Hugh Karraker of All Things Bakelite: 5 Things I Wish Someone Told Me When I First Became A Filmmaker
I’d say this. At some point, that precious idea you gave birth to grows and starts living a life of its own. Your story and all its constituent parts ultimately belong to the world, and you have to let it go. That’s why you must be true to your story, finding truth in all its components and respecting them. You make all your decisions based on this. Your commitment to the truth has to be 100%, because, as the poet said, there is nothing more permanent, nor beautiful, than truth. That is all ye need to know on Earth.
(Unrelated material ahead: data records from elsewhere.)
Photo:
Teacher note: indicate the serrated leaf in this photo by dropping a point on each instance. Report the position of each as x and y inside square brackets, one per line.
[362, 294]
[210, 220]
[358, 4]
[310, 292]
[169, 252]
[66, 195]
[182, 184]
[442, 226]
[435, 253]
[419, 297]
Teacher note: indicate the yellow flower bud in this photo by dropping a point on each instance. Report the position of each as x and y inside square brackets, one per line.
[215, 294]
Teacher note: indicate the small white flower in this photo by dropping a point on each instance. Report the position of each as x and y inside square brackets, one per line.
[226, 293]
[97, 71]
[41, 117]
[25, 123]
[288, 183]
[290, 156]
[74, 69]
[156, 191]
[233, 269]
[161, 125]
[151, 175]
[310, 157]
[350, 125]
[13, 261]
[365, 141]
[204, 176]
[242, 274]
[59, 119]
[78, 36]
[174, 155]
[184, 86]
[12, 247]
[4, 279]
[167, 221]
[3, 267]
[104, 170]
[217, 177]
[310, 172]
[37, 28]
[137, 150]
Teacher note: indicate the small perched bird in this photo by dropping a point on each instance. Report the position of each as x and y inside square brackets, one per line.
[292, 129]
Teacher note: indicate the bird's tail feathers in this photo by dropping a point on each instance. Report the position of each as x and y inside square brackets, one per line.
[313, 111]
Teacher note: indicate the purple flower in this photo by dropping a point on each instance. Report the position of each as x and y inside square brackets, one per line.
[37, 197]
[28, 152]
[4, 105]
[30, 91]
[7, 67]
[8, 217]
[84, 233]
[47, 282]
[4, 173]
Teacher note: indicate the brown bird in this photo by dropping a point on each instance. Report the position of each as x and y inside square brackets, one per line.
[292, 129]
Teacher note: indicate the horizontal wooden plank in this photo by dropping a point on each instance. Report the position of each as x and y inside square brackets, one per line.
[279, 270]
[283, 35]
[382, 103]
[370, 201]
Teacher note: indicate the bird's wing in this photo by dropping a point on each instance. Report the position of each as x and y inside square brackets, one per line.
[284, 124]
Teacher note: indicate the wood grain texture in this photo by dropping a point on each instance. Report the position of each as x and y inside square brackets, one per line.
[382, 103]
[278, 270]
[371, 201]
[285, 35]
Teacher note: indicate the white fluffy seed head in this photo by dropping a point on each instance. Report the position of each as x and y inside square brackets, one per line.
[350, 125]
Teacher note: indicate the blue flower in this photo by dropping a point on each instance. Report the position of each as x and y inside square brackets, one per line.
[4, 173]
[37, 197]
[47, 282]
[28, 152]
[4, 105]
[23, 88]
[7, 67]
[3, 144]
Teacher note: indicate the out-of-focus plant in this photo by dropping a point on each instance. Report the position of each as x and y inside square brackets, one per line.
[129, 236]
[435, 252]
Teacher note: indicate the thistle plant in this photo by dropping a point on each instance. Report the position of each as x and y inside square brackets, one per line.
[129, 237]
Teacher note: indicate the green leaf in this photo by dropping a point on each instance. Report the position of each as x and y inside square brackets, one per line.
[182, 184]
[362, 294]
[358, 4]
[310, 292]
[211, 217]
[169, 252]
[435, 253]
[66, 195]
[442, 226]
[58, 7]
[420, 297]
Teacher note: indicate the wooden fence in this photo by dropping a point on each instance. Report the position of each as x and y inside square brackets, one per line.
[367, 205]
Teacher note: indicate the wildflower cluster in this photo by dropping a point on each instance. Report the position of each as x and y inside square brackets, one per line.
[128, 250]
As part of our series called “5 Things I Wish Someone Told Me When I First Became A Filmmaker”, I had the distinct pleasure of interviewing Hugh Karraker.
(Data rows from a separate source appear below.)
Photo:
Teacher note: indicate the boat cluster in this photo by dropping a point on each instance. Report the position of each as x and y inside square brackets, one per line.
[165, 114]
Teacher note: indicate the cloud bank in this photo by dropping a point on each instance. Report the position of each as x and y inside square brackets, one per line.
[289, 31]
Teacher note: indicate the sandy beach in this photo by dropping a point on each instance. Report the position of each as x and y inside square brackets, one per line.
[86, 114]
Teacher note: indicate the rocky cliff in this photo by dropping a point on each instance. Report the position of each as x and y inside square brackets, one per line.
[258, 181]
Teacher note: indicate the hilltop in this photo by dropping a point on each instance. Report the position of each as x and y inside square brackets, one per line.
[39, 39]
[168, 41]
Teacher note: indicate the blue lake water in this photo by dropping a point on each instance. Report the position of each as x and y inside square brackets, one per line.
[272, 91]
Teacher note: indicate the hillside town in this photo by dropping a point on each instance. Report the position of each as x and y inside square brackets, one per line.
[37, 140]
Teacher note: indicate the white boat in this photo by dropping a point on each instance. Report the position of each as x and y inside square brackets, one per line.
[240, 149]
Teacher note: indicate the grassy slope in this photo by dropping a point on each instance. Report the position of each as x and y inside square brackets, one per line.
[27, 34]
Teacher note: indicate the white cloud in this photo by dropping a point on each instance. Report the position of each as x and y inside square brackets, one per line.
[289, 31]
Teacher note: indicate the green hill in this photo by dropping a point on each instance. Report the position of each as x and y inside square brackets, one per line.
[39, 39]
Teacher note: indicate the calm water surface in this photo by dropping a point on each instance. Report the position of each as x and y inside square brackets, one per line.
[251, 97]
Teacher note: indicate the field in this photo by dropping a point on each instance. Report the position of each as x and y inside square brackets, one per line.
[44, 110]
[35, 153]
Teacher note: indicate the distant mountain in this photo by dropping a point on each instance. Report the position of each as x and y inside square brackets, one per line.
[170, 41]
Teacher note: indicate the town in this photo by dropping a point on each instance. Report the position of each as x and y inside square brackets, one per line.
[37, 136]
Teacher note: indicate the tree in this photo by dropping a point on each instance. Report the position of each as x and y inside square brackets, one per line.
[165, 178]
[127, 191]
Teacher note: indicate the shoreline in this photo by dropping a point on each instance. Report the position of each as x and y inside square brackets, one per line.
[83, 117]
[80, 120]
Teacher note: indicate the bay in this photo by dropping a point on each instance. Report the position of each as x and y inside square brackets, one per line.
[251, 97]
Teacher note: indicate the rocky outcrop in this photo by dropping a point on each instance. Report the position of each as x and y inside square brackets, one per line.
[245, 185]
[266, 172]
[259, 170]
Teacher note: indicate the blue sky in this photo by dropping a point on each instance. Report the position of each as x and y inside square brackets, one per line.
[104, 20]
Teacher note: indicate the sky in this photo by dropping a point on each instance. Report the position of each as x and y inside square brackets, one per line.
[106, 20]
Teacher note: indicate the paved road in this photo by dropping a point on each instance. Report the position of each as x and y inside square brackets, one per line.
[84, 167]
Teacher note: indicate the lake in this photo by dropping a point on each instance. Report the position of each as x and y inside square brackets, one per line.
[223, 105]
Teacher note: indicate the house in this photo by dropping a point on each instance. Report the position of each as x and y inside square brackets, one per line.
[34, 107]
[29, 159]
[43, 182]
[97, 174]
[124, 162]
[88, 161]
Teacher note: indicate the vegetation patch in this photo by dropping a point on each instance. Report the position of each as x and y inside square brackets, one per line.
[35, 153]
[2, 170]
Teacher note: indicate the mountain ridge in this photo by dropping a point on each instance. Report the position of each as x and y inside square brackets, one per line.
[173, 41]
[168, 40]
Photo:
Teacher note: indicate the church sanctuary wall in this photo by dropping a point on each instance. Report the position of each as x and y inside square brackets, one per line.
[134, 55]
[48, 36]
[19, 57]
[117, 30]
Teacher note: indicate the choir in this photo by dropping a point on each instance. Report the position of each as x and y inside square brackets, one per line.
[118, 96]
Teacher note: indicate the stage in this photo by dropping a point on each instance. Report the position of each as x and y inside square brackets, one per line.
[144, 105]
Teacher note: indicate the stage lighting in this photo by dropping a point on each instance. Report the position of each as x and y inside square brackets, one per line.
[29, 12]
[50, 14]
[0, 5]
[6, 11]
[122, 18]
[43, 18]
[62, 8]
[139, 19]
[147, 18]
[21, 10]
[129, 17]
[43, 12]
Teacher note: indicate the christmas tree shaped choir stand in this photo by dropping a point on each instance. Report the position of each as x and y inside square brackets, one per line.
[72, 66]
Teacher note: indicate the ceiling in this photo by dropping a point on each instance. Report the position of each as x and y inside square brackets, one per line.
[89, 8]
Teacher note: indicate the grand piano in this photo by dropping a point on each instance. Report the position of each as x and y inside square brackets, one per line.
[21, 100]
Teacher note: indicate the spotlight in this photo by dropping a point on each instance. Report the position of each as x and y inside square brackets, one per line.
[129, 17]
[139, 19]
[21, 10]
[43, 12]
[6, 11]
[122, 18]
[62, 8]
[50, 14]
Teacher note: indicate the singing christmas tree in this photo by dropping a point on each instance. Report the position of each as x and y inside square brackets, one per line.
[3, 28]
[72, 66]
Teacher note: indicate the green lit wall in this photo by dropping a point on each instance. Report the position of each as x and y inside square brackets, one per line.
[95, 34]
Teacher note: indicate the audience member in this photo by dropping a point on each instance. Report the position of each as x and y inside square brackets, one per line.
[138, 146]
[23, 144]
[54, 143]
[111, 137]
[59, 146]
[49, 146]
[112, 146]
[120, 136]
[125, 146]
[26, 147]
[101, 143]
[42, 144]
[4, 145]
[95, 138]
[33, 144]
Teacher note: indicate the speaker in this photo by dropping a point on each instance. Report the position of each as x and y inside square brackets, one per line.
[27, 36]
Hugh Karraker is Executive Producer of the documentary film, All Things Bakelite: The Age of Plastic. He is a great grandson of Leo H. Baekeland, the Belgian-born American who invented Velox photographic paper and created the first wholly synthetic plastic, Bakelite. Hugh is co-founder of The L.H. Baekeland Project, LLC, which through world-wide exhibitions, presentations, and media, promotes the history, the science and the art of Bakelite, and celebrates the life and achievements of his great grandfather.
For 30 years, Hugh was a successful actor in New York and Los Angeles, working in theater, motion pictures, television and print. He earned a BFA in acting at the University of Connecticut, studied in London at The Guildhall School of Music and Drama, and later co-founded the Magic Circle Theater in Chicago. Now retired from acting and devoted to his Baekeland Project, Hugh lives in CT with his actress wife, Sherry Arell Karraker, where he finds a creative outlet in building rustic furniture, gates and fences on commission.